Des activités non essentielles
La tâche de la nouvelle direction va être ardue. Le géant sucrier, présent sur quatre continents avec 22 300 salariés dans le monde, est lourdement endetté : 2,56 mds€ de dette financière sur l’exercice 2019-20. Le conseil de surveillance ne fait pas mystère de sa volonté de la réduire au plus vite, pour doter le groupe de meilleures marges de manœuvre. Un triple audit (financier, industriel et commercial) a été lancé pour identifier les forces et les faiblesses, et certains poids dont il faudra se séparer. « Perdre 20 à 25 millions d’euros par an au Mozambique n’est pas durable », insiste Gérard Clay. Une fois délesté de certaines diversifications non essentielles, Tereos entend donner la priorité à trois piliers : le sucre en France, l’amidon et la canne au Brésil, pour leur permettre d’être mieux armés dans le contexte d’une concurrence mondiale acharnée. Aucune usine ne devrait être fermée en France, mais « il faudra que les outils soient saturés » pour améliorer leur rentabilité. Pour cela, les planteurs devront semer suffisamment en 2021.

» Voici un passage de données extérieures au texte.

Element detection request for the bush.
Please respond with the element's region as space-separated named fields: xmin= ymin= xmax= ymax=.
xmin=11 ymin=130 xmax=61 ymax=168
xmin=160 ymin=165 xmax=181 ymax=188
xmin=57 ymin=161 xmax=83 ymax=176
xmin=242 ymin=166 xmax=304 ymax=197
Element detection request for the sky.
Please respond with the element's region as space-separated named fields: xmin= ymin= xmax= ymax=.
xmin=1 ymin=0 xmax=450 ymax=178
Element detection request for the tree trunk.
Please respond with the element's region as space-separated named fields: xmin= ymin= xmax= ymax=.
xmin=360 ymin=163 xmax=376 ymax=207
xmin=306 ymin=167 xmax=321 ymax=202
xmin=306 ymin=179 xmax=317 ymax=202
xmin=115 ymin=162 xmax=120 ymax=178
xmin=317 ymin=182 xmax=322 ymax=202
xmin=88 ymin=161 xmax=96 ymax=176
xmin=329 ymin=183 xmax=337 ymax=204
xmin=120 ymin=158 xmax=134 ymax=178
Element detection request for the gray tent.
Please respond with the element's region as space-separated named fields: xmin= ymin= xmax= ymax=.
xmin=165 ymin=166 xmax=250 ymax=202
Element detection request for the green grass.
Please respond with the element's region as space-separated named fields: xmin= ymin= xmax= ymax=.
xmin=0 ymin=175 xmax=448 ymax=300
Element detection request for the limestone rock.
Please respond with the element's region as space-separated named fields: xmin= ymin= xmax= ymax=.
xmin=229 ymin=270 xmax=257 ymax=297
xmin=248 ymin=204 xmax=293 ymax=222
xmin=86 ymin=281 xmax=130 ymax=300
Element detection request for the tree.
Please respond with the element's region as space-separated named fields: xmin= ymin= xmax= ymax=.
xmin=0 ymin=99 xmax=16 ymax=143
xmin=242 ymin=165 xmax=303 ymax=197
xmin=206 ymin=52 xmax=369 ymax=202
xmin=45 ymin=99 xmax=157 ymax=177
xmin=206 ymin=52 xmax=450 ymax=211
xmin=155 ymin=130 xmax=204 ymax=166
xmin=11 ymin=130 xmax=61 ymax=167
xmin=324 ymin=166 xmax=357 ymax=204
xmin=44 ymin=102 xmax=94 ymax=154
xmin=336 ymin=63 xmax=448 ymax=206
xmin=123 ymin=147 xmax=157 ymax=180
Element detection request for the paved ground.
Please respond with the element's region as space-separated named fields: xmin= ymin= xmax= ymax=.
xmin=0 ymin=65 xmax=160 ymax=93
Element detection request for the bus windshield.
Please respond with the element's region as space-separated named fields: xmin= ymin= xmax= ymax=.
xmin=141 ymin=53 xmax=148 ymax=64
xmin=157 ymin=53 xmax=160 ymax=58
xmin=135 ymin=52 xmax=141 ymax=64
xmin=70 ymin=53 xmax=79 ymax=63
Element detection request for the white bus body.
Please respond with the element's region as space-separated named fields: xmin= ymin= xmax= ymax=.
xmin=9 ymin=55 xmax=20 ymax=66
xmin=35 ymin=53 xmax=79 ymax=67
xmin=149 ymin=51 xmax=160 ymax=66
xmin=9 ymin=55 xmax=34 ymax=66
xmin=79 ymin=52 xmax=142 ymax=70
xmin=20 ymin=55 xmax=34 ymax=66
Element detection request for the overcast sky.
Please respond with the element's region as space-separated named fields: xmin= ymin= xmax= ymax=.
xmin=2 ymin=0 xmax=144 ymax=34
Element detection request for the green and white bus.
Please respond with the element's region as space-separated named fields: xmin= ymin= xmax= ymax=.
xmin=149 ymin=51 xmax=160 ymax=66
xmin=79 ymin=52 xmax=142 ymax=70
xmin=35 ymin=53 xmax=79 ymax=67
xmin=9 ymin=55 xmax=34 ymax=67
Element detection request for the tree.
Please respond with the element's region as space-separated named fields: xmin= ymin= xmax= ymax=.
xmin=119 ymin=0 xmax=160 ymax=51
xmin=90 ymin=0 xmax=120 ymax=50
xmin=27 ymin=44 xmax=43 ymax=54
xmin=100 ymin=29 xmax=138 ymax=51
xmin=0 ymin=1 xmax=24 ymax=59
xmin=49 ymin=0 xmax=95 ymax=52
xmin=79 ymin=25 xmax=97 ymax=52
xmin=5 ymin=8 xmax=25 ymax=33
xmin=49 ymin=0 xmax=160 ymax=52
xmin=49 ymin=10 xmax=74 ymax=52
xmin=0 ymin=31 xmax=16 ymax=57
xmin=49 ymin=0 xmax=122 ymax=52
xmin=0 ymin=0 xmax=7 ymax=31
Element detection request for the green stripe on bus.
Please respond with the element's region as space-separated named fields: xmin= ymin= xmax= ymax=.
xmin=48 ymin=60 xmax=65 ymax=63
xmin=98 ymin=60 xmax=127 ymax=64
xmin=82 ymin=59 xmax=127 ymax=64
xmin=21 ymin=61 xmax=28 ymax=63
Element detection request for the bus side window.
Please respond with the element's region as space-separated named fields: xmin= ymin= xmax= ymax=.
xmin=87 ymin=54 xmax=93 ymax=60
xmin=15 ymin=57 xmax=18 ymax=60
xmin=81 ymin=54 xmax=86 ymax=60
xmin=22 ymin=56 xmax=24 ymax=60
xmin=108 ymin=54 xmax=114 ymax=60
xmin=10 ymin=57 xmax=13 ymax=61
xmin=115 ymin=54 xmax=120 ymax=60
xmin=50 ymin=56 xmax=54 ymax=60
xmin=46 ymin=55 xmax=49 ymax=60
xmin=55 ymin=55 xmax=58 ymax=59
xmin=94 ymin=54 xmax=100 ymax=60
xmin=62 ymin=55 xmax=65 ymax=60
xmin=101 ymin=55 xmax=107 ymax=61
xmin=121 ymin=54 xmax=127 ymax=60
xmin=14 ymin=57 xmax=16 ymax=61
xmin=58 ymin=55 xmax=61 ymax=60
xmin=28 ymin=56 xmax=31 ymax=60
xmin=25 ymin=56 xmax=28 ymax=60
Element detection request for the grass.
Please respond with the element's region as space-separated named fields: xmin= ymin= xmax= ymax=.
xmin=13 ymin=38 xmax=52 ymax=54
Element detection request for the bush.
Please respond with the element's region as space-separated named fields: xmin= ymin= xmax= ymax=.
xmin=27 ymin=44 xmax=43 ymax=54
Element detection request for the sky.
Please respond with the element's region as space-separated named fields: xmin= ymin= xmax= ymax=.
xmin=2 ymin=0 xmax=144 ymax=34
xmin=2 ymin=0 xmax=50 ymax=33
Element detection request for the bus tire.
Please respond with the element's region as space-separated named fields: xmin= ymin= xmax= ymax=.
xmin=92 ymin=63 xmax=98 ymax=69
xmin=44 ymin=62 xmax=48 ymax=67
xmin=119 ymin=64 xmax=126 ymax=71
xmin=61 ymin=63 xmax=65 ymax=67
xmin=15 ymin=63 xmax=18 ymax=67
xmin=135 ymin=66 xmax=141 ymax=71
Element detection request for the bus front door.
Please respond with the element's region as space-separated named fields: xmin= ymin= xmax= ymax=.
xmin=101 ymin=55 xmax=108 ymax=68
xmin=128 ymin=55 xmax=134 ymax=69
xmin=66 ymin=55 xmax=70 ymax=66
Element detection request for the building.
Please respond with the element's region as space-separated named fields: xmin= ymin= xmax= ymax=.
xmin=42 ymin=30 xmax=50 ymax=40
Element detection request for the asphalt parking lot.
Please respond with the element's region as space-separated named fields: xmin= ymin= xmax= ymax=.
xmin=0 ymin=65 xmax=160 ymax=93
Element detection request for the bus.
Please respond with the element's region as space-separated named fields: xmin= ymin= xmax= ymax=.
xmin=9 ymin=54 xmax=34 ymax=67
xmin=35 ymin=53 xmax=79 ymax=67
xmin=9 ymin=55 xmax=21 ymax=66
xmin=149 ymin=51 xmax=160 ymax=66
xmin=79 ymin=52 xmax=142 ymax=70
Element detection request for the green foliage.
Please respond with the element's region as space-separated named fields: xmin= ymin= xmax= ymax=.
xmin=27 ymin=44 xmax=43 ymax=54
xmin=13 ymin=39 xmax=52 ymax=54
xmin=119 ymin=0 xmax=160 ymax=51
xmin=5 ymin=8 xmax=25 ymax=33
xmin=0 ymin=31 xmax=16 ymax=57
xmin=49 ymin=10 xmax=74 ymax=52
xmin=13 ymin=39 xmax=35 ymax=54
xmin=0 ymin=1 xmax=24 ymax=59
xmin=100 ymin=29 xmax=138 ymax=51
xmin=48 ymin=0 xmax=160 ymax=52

Enfin, la nouvelle équipe entend remettre les adhérents au centre des préoccupations du groupe. « Le prix de base de la betterave doit être rémunéré par les activités de Tereos France, auquel s’ajoutent des dividendes issus de la diversification », insiste Gérard Clay. La logique de transparence et de partage des informations sera poursuivie avec les élus. « Nous nous sommes battus en 2017 pour installer un comité de rémunération et un comité d’audit. C‘est par notre action que ces comités ont pu voir le jour pour porter à la connaissance des élus le montant des rémunérations des dirigeants », rappelle le président du conseil de surveillance. Gérard Clay et ses soutiens affirment vouloir apaiser les tensions et réconcilier les deux clans qui se sont affrontés durant de longs mois. Cela sera décisif pour permettre au groupe d’avancer à nouveau sereinement.